O rito do “Effetha”, incluído no Batismo, era acompanhado pela unção dos ouvidos e pela areia de sal colocada na boca. Dois elementos da natureza retirados por questões de higiene e saúde, mas que sublinhavam esta ligação à terra.
5 – A missão primeira de Jesus é o anúncio do Reino de Deus. As curas testemunham a Sua divindade. Porém, o grande milagre que Jesus opera, também naqueles e através daqueles que cura, é a conversão. Neste episódio vislumbra-se que o encontro com Jesus leva aquele homem a ser mais um discípulo, anunciando-O como Filho de Deus. Sublinhe-se também o olhar de Jesus voltado para o Céu, vocacionando-nos para a eternidade a partir do nosso mundo.
Doenças, limitações, deficiências, a finitude, integram a humanidade. A cura deste surdo é um sinal do reino de Deus, previamente anunciado pelos profetas: «Aí está o vosso Deus; Ele próprio vem salvar-nos. Então se abrirão os olhos dos cegos e se desimpedirão os ouvidos dos surdos. Então o coxo saltará como um veado e a língua do mudo cantará de alegria. As águas brotarão no deserto e as torrentes na aridez da planície; a terra seca transformar-se-á em lago e a terra árida em nascentes de água». Jesus é Deus connosco, que vem salvar-nos da surdez que nos impede de escutar os outros, da cegueira que nos impede de reconhecer os outros como irmãos.
Não é possível eliminar todo o mal, mas devemos eliminar o mal que nos é humanamente possível. Jesus não elimina todo o mal, de contrário nós deixaríamos de ser humanos, o mundo passaria a ser céu e o tempo passaria a ser eternidade. Lá chegaremos. Porquanto a limitação, a doença, o enfraquecimento pela idade e pelas canseiras, e a morte, acompanham-nos. Devemos lutar contra todas as expressões do mal. Se estamos a ver mal e podemos melhorar a visão, então façamos por isso, consultemos o oftalmologista e sigamos os seus conselhos. Se existir alguma limitação que não é possível superar, que tal não nos impeça de sermos lutarmos por sermos felizes. É também esta a mensagem de Jesus. Deus ama-nos, além das nossas limitações, do nosso pecado, das nossas insuficiências. Aceitar a nossa condição é meio caminho andado para a cura!
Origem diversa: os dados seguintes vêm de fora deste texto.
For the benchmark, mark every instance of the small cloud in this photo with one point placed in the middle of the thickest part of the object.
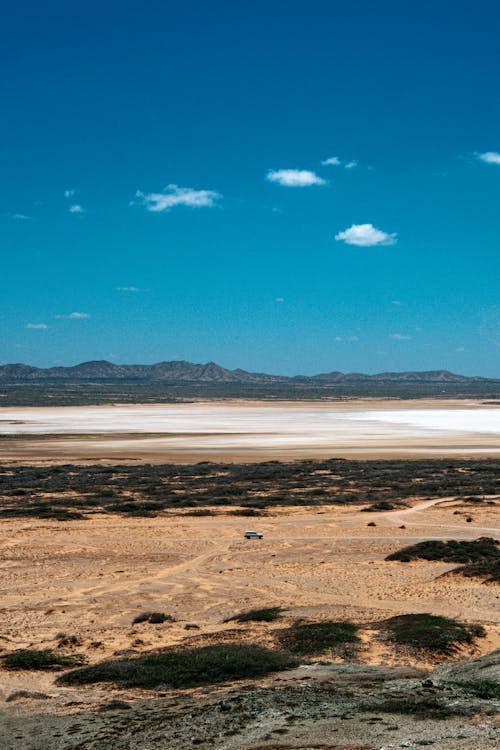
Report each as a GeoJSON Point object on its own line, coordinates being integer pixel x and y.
{"type": "Point", "coordinates": [173, 196]}
{"type": "Point", "coordinates": [130, 289]}
{"type": "Point", "coordinates": [74, 316]}
{"type": "Point", "coordinates": [294, 177]}
{"type": "Point", "coordinates": [366, 235]}
{"type": "Point", "coordinates": [332, 161]}
{"type": "Point", "coordinates": [490, 157]}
6 – Vale a pena concretizar os gestos e as palavras de Jesus com as recomendações de São Tiago. A fé em Jesus não admite aceção de pessoas. Mais uma vez, o apóstolo dá um exemplo concreto: "Pode acontecer que na vossa assembleia entre um homem bem vestido e com anéis de ouro e entre também um pobre e mal vestido; talvez olheis para o homem bem vestido e lhe digais: «Tu, senta-te aqui em bom lugar», e ao pobre: «Tu, fica aí de pé», ou então: «Senta-te aí, abaixo do estrado dos meus pés». Não estareis a estabelecer distinções entre vós e a tornar-vos juízes com maus critérios? Escutai, meus caríssimos irmãos: Não escolheu Deus os pobres deste mundo para serem ricos na fé e herdeiros do reino que Ele prometeu àqueles que O amam?".
Isto vale para a inclusão dos coxos, dos invisuais, dos surdos, das pessoas portadoras de deficiência. Lembremo-nos que nenhum de nós é perfeito. Não o somos nem física nem mentalmente e com o tempo vamos vendo menos, vamos ouvindo mal, vamos coxeando, vamos perdendo a memória. Por outro, há ou pode vir a haver alguém na nossa família com alguma deficiência. E sem esquecer que cada um de nós pode, de um momento para o outro, perder a visão, a audição, ficar paralíptico, perder "o tino".
O gesto de inclusão de Jesus é um desafio para nós. Antes da nossa deficiência, dos nossos defeitos, antes das nossas limitações físicas e/ou espirituais, somos Filhos bem-amados de Deus.
Pe. Manuel Gonçalves
Textos para a Eucaristia (B): Is 35, 4-7a; Sl 145 (146); Tg 2, 1-5; Mc 7, 31-37.